The Fascinating History of Traffic Signs
Are you wondering what the origin of traffic signs is? Learn all about the history of road signs with this article.
If there’s one thing everyone universally hates, it’s traffic.
If you stop to think about how many stops you make on your daily commute to work or even a quick run to the grocery store, then you probably know just how frustrating it can be to catch every red light.
But if you’ve ever looked around at the urban jungle and wondered what the origin of all these signs and symbols all over the place mean, then you’re not alone.

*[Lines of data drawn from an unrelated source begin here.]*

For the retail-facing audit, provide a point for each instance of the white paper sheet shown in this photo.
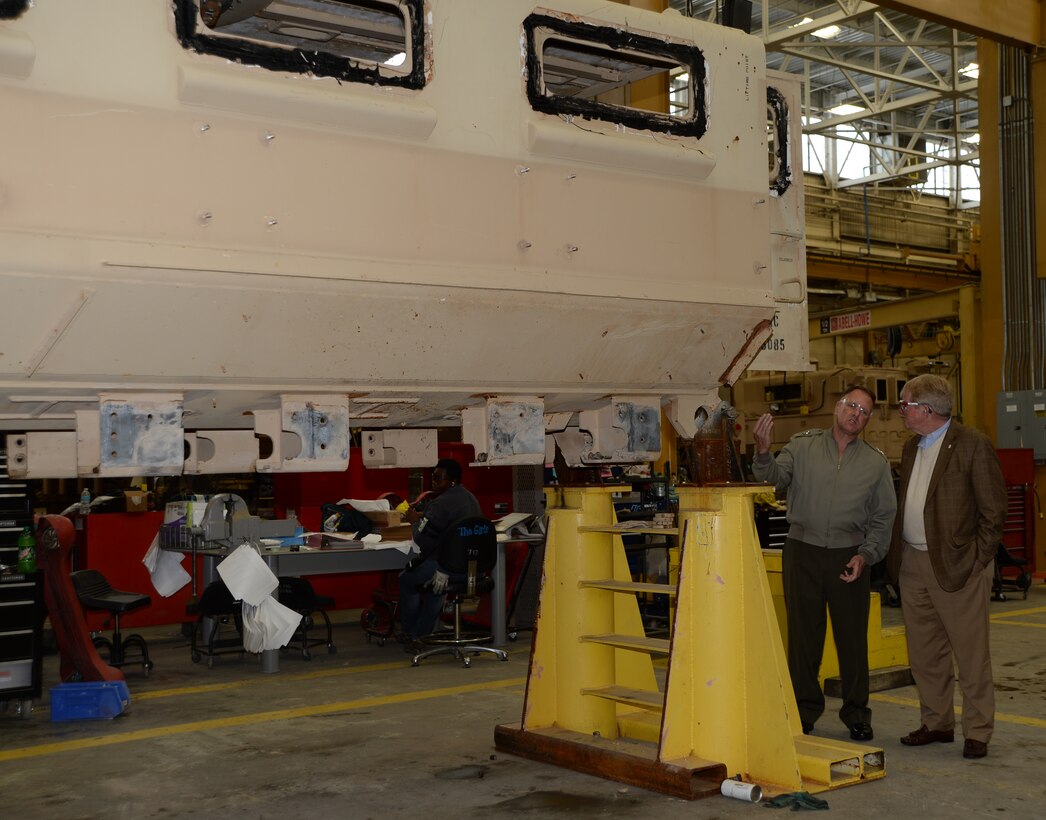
(268, 625)
(165, 569)
(247, 575)
(373, 505)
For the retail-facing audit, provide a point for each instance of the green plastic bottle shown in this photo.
(26, 551)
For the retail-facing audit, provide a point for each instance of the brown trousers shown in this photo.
(939, 625)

So just where did our modern traffic signs get their origin?
The ancient Romans are responsible for building the first roads for the faster transfer of soldiers and supplies. They even installed mile markers at certain intervals to indicate the distance to Rome.
Modern traffic signs wouldn't be implemented and standardized until the early 1900s.
The history of transportation wouldn’t be complete without a discussion of the traffic signs that guide our everyday lives.
The rest of this article will discuss both the ancient and more recent history of traffic signs as well as the impact that different civilizations had on our transportation history.
The First Roads in Ancient Rome
Unsurprisingly, the first roads ever build were conceived by the Romans, who wanted to establish a more efficient way of moving people and goods.
Whether on horseback or in carts pulled by oxen, the Romans knew how to travel in style, and roads became a necessity for travel. The very first known road was the Via Appia, built in 312 B.C. to ease the flow of traffic.
The first road signs on this road were signs indicating who was responsible for maintaining specific sectors of the road. The Romans also installed mile markers denoting the distance away from Rome.
Without bicycles or automobiles to get people from place to place, there was no need for modern road signs until technology advanced further.
Automobiles and Road Signs
It’s not clear exactly who is responsible for the invention of the automobile, but in the late 1800s, when these ‘fast’ moving vehicles began to hit the roads, a new need was born so that wealthy car owners didn’t get lost. Necessity is the mother of invention, and in this case, the need was road signs.
Without signs indicating where to go, people were getting lost as they travelled further afield away from home. One of the earliest programs that tried to establish a baseline for what signs would be used was envisioned by the Italian Touring Club just before the dawn of the 20th century.
In the early 1900s, the Congress of International Touring Organizations, located in Paris at the time, began seriously considering the need for standardized signs.
Almost 10 years later in 1909, nine European governments agreed on four signs to be used across the countries. Meanwhile, in America at the same time, the American Automobile Association was recognizing and attempting to address the issue of road signs.
By 1905, the Buffalo Automotive Club began installing a network of road signs in New York State. Following suit, the Automotive Club of California added signs around San Francisco.
Despite cars still being a luxury item, automotive companies were still in high demand to produce road signs for wealthy car owners, leading to many places around the U.S. having multiple signs of different design in a single area.
These signs were originally made from wood mounted on iron bars. Detroit surprisingly holds the record for the first stop sign, with the 2x2 sheet of metal installed in 1915.
Standardization of Road Signs
Believe it or not, different governments in different states of the U.S. couldn’t agree on how to standardize road signs across the country.
At the time, people were only travelling at slow speeds and were expected to pay attention for oncoming traffic themselves.
In the 1920s, however, with automobiles becoming more accessible to middle-class Americans and people travelling farther than ever, the need for a standardized system became apparent.
Three men, namely W.F. Rosenwald, J.T. Donaghey, and A.H. Hinkle took it upon themselves to travel through several states to establish the best way to standardize road signs.
When they reported their findings in 1923 at the Mississippi Valley Association of State Highway Departments, the organization agreed upon the shape, size, and manufacturing specifications of road signs.
Over time, these signs adopted their distinctive colors and shapes that would instantly communicate information to a driver without them having to take their eyes off the road for long.
In addition, rather than using sturdy wooden signs, modern road signs would come to be designed from steel, aluminum, or plywood so that they would break on impact, causing less harm to any vehicle or driver that hits them.
Signs for wildlife would be included much later in the 1950s to warn drivers to be on the lookout for wildlife that frequented the area.
The First Traffic Light
The first traffic light was developed by railroad engineer J.P. Knight and was installed by the Houses of Parliament in 1869. The gas-powered light exploded, killing a police officer and halting its development.
So while the Brits technically beat everyone to the punch on this one, the first permanent traffic light wouldn’t be installed until 1914 in Cleveland, Ohio.
The light, surprisingly enough, was red and green much like our modern ones, but it only faced two ways. Police officers managed traffic through side streets.
The history of traffic signs, as it turns out, doesn’t go back as far as you might think.
While the idea of automobiles has been around for centuries, it was only in the late 1800s that signs were really considered necessary for driver safety.
Automobiles were just too slow and too exclusive to the wealthy for there to be a need for standardization.
In the 1920s, however, steps were being taken to standardize the system of road signs, including the shape, size, and manufacturing specifications.